Insecure Temporary Files
Need
Securely store sensitive information
Context
- Usage of Elixir (1.11 and above) for building scalable and fault-tolerant applications
- Usage of Phoenix Framework (1.5+) for building web applications
Description
Non compliant code
defmodule TempFilesController do
use MyAppWeb, :controller
def write(conn, %{'data' => data}) do
File.write!('/tmp/temp_file', data)
send_resp(conn, 200, "Data written to temporary file.")
end
end
The above code is vulnerable because it writes sensitive information to a temporary file '/tmp/temp_file'. This file is accessible to all other users on the system, and can also be read by any other processes.

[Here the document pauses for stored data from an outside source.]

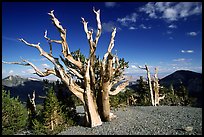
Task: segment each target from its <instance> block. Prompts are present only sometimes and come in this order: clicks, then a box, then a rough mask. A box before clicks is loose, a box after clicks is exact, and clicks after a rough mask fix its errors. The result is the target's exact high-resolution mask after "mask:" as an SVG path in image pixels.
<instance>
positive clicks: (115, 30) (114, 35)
mask: <svg viewBox="0 0 204 137" xmlns="http://www.w3.org/2000/svg"><path fill="white" fill-rule="evenodd" d="M115 33H116V28H114V29H113V32H112V34H111V40H110V44H109V46H108V52H109V53H110V52H111V51H112V49H113V47H114V38H115Z"/></svg>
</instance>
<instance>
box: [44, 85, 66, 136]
mask: <svg viewBox="0 0 204 137" xmlns="http://www.w3.org/2000/svg"><path fill="white" fill-rule="evenodd" d="M43 122H44V126H45V129H46V131H47V132H48V133H49V132H50V133H52V132H53V131H54V130H55V129H57V127H58V126H61V125H62V124H63V114H62V113H61V107H60V104H59V102H58V100H57V97H56V95H55V92H54V90H53V87H51V88H49V90H48V93H47V97H46V98H45V101H44V111H43Z"/></svg>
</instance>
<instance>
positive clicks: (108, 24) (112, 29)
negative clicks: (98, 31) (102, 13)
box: [102, 21, 118, 32]
mask: <svg viewBox="0 0 204 137" xmlns="http://www.w3.org/2000/svg"><path fill="white" fill-rule="evenodd" d="M115 27H116V28H117V26H116V24H115V23H114V22H113V21H109V22H107V23H102V29H103V32H112V31H113V28H115ZM117 29H118V28H117Z"/></svg>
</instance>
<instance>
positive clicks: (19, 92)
mask: <svg viewBox="0 0 204 137" xmlns="http://www.w3.org/2000/svg"><path fill="white" fill-rule="evenodd" d="M2 85H3V87H4V89H5V90H9V91H10V94H11V97H17V96H19V99H20V100H21V101H22V102H26V101H27V96H28V94H30V95H31V94H32V92H33V91H34V90H35V93H36V104H38V103H42V102H43V99H41V98H39V96H45V91H43V87H44V82H43V81H42V80H40V79H37V78H23V77H21V76H18V75H15V76H13V75H11V76H8V77H6V78H4V79H2Z"/></svg>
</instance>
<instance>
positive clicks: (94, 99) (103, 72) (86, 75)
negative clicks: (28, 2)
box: [2, 8, 128, 127]
mask: <svg viewBox="0 0 204 137" xmlns="http://www.w3.org/2000/svg"><path fill="white" fill-rule="evenodd" d="M93 11H94V13H95V14H96V21H97V32H96V36H95V39H93V37H92V34H93V30H88V22H87V21H85V19H84V18H81V19H82V23H83V27H84V31H85V33H86V37H87V40H88V44H89V49H90V50H89V51H90V52H89V56H88V58H86V59H85V61H83V60H81V59H80V57H79V56H78V57H77V58H76V57H74V56H73V55H72V53H71V52H70V50H69V46H68V43H67V40H66V34H67V33H66V29H64V28H63V27H62V25H61V24H60V22H59V21H58V19H57V18H56V17H55V15H54V10H52V11H51V12H50V13H48V14H49V15H50V16H51V20H52V22H53V24H54V26H55V27H56V28H57V30H58V31H59V33H60V37H61V39H60V40H52V39H50V38H48V36H47V30H46V31H45V34H44V38H45V39H46V40H47V41H48V43H49V47H50V51H49V53H47V52H45V51H44V50H43V49H42V48H41V46H40V43H38V44H31V43H28V42H27V41H26V40H24V39H19V40H20V41H21V42H23V43H25V44H26V45H27V46H31V47H34V48H36V49H38V51H39V52H40V55H41V56H43V57H45V58H46V59H48V60H49V61H50V62H51V63H52V64H53V65H54V68H53V69H49V68H45V71H44V72H43V71H41V70H40V69H38V68H37V67H36V66H35V65H34V64H33V63H31V62H29V61H28V60H24V59H22V62H5V61H2V63H7V64H19V65H24V66H31V67H32V68H33V69H34V70H35V73H36V74H37V75H38V76H40V77H46V76H48V75H50V74H53V75H55V76H56V77H58V78H59V79H61V81H62V82H63V83H64V84H65V85H66V86H67V88H68V89H69V91H71V92H72V93H73V94H74V95H75V96H76V97H78V98H79V99H80V101H81V102H82V103H83V106H84V110H85V118H86V125H88V126H90V127H95V126H99V125H101V124H102V120H101V117H102V118H103V121H110V120H111V117H112V116H113V114H112V113H111V112H110V102H109V95H116V94H118V93H119V92H120V91H121V90H123V89H124V88H125V87H126V86H127V85H128V81H125V82H123V83H121V84H119V85H118V86H117V87H116V88H115V89H112V90H111V88H112V87H113V86H114V85H115V84H117V83H118V82H120V81H121V80H124V78H123V77H122V72H123V71H124V67H125V65H120V64H119V61H118V57H117V56H113V55H112V53H111V51H112V49H113V47H114V38H115V33H116V28H114V29H113V31H112V34H111V40H110V44H109V46H108V50H107V52H106V53H105V55H104V58H103V60H102V61H100V60H99V66H98V69H99V71H100V74H98V76H97V79H96V72H95V62H96V61H97V59H96V57H95V51H96V48H97V44H98V40H99V37H100V35H101V30H102V26H101V21H100V10H97V11H96V10H95V9H94V8H93ZM52 43H57V44H61V47H62V55H63V56H60V59H61V61H62V62H63V63H64V65H61V63H60V62H59V58H57V57H54V56H53V51H52ZM113 59H114V61H113ZM123 64H125V63H123ZM118 73H119V76H118V75H117V77H116V74H118ZM120 76H121V77H120ZM74 78H77V80H79V81H80V83H78V82H76V80H74ZM96 86H98V87H96ZM96 93H98V94H96ZM96 95H98V97H96ZM96 99H97V100H96Z"/></svg>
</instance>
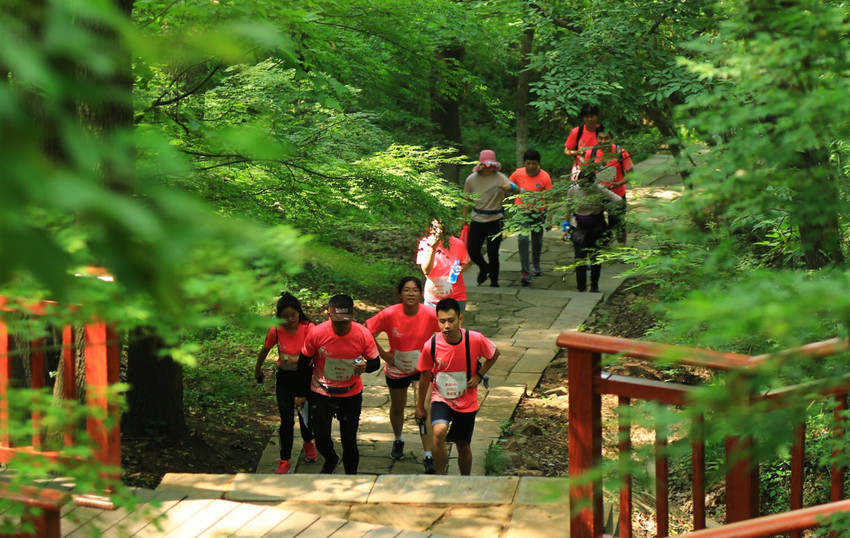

This exposes the sensitive information to potential unauthorized access and theft.
Steps
- Avoid saving sensitive information in temporary files.
- Encrypt sensitive data before saving.
- Ensure temporary files are securely deleted after use.
Compliant code
defmodule SecureStorageController do
use MyAppWeb, :controller
def write(conn, %{'data' => data}) do
encrypted_data = Encryption.encrypt(data)
{:ok, _} = SecureStorage.put(encrypted_data)
send_resp(conn, 200, "Data securely stored.")
end
end
In the secure code example, the sensitive data is first encrypted before being stored, ensuring that even if unauthorized access were to occur, the data would be unreadable without the decryption key. The 'SecureStorage' is a hypothetical secure storage system that should be substituted with an actual secure data storage system in your application.